His longtime business partner is Vladislav Shmelev, also from Tver. Both are linked to dozens of shell companies, many registered to a modest two-room apartment in a rundown Moscow suburb. 

That same apartment was once tied to criminal investigations involving drug use and theft, according to data leaks.

One former resident of that building, Yelena Kuznets, is now married to Sergei Kuznets, the head of Gazprom’s legal department and a member of its executive board. Public leaks suggest she and Shmelev grew up on the same street in a military district of Tver.

Kuznets, who owns over half a million Gazprom shares worth an estimated 65 million rubles ($794,000), is seen as a trusted confidant of CEO Alexei Miller. Industry experts say he likely has direct involvement in approving contracts of this scale.

“This is an absolute ‘Miller man’,” said energy analyst Mikhail Krutikhin. “Every major decision at Gazprom, especially those worth billions, goes through Miller himself.”

Despite the absence of progress on the Sakhalin port, MGR has pushed ahead with another mega-project: the proposed bridge to the Russian mainland. 

Initially estimated at 300 billion rubles ($3.6 billion), its cost has ballooned to over 1.2 trillion ($14.6 billion).

Olga Puchkova told the pro-Kremlin daily Izvestia she is ready to fulfill the governor’s “dream” of a bridge, again with funding from Gazprombank.

‘Signs of money laundering’

In 2021, Vostok, the same company behind MGR, moved roughly 3 billion rubles ($36.6 million) through its accounts, according to financial disclosures reviewed by The Moscow Times.
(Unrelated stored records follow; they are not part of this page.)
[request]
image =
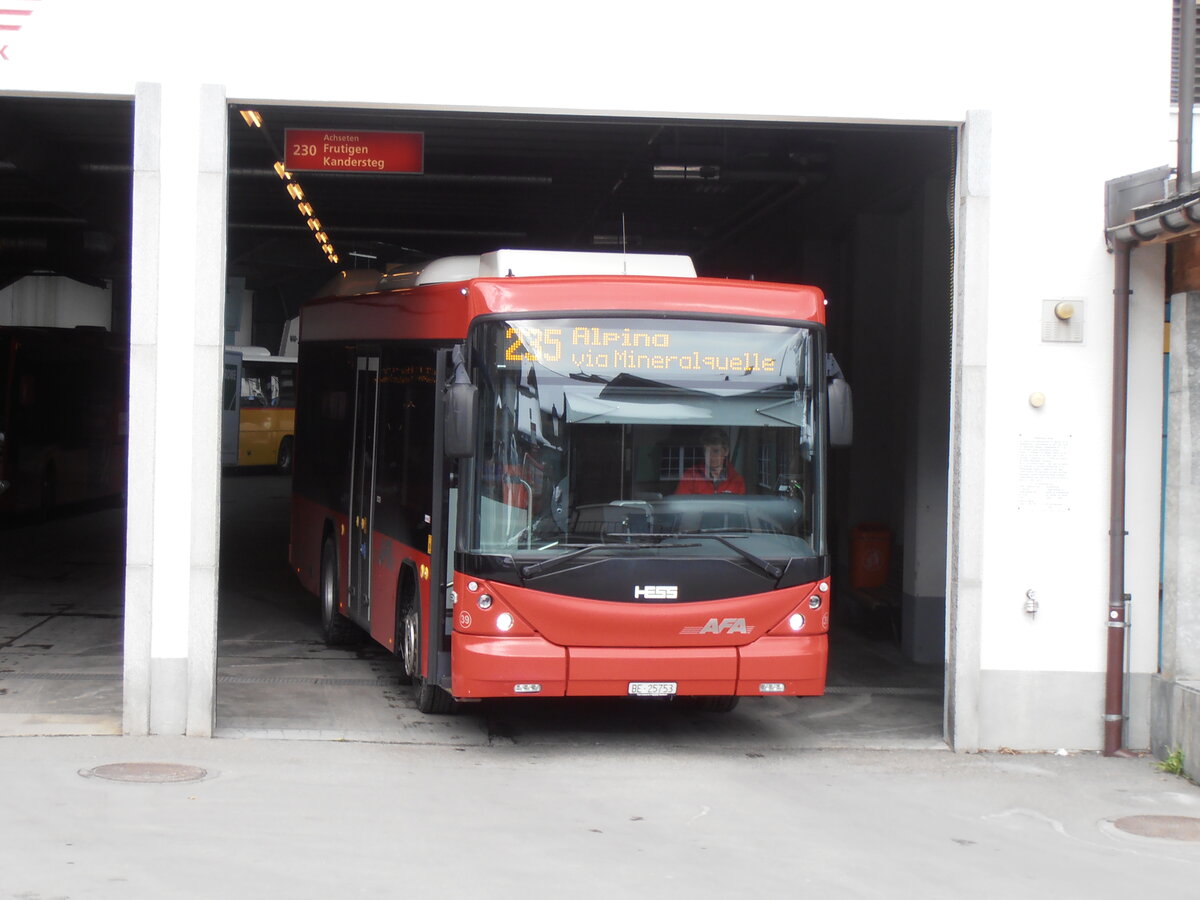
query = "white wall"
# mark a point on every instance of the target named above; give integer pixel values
(1074, 93)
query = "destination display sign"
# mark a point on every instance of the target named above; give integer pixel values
(375, 151)
(652, 349)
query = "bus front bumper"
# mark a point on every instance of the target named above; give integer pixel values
(532, 666)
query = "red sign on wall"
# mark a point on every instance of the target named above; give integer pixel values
(375, 151)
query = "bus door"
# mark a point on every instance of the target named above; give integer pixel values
(231, 407)
(366, 407)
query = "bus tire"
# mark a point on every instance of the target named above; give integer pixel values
(405, 640)
(430, 699)
(337, 629)
(283, 460)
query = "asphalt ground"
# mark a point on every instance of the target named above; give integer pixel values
(298, 819)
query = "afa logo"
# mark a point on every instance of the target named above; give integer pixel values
(718, 627)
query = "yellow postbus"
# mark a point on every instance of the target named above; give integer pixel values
(258, 415)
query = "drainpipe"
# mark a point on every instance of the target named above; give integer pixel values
(1114, 677)
(1187, 95)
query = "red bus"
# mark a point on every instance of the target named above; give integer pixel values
(64, 421)
(492, 468)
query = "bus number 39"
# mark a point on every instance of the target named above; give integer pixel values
(534, 345)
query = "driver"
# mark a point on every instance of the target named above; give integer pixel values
(715, 474)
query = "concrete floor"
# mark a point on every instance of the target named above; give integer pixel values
(60, 660)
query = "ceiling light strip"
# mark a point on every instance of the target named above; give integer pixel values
(253, 119)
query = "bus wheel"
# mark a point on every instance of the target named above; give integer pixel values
(430, 699)
(339, 630)
(283, 461)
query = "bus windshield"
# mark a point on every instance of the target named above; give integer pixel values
(645, 436)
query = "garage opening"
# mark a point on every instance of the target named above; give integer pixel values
(65, 187)
(863, 211)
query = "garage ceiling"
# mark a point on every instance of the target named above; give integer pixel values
(490, 181)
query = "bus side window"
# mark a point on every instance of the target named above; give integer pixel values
(229, 389)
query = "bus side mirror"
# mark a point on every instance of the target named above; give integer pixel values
(841, 413)
(461, 409)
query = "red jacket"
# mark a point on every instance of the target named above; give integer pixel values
(695, 480)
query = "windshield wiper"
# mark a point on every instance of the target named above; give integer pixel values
(773, 570)
(533, 569)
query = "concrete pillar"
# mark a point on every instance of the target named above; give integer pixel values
(969, 435)
(175, 358)
(1181, 539)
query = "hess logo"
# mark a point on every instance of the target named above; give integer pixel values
(655, 592)
(715, 627)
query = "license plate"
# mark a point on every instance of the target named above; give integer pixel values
(652, 689)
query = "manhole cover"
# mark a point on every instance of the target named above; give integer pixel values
(155, 773)
(1180, 828)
The funds moved rapidly across 13 newly opened and quickly closed accounts, with 43 identical transfers of 96 million rubles ($1.2 million) each.

Former tax officials and anti-corruption lawyers say the transactions show strong signs of money laundering.

“There are signs of money laundering here, namely the layering stage in FATF (Financial Action Task Force) terminology. In other words, it’s when money launderers try to cover their tracks,” said Kirill Gorlov, a legal expert at Transparency International Russia. “These transactions are also referred to as ‘transit’ transactions — regular transfers of funds without economic significance that do not remain in the account for long."

Shmelev, Klimov and Khromchenko all declined The Moscow Times’ requests for comment.

“I’ll leave your question without comment,” said Klimov. “Don't you think that you are asking too many questions? That is the impression I have, so let's end our conversation now. I don't know you and I will not share personal information with you.”

Khromchenko denied knowing Klimov at all. “Maybe you’ve got the wrong number,” she said, before hanging up. Shmelev disconnected the call as soon as he realized he was speaking with a journalist.

Finance Minister Siluanov did not respond to requests for comment. The Kutznets family could not be reached.

A curious mansion in Crimea

This investigation began in early 2025 when a Russian POW told Ukrainian reporters he had helped build a luxury dacha in Foros, Crimea, allegedly for Prime Minister Mikhail Mishustin.

Satellite analysis revealed a sprawling estate tucked into a protected area of the Foros Park nature reserve, once home to the Soviet elite. After Russia’s annexation of Crimea, land in this region was quietly transferred to companies from the republic of Tatarstan, including a former government dacha now owned by Tatarstan’s first President Mintimer Shaimiev.

The mansion believed to be Mishustin's is spread across two plots of land and exceeds 1,000 square meters in size. Property records show it is owned by a company called Gorizont JSC. Its sole shareholder is Vladislav Shmelev, the same businessman behind the stalled Sakhalin port.

Goriont is registered to the same apartment in Kapotnya linked to past drug investigations, now also associated with Gazprom executive Kuznets and his family.

Public records show that Siluanov, Khromchenko and their daughter have vacationed in Foros. But the true owner of the luxury compound, and how it was funded, remains unclear.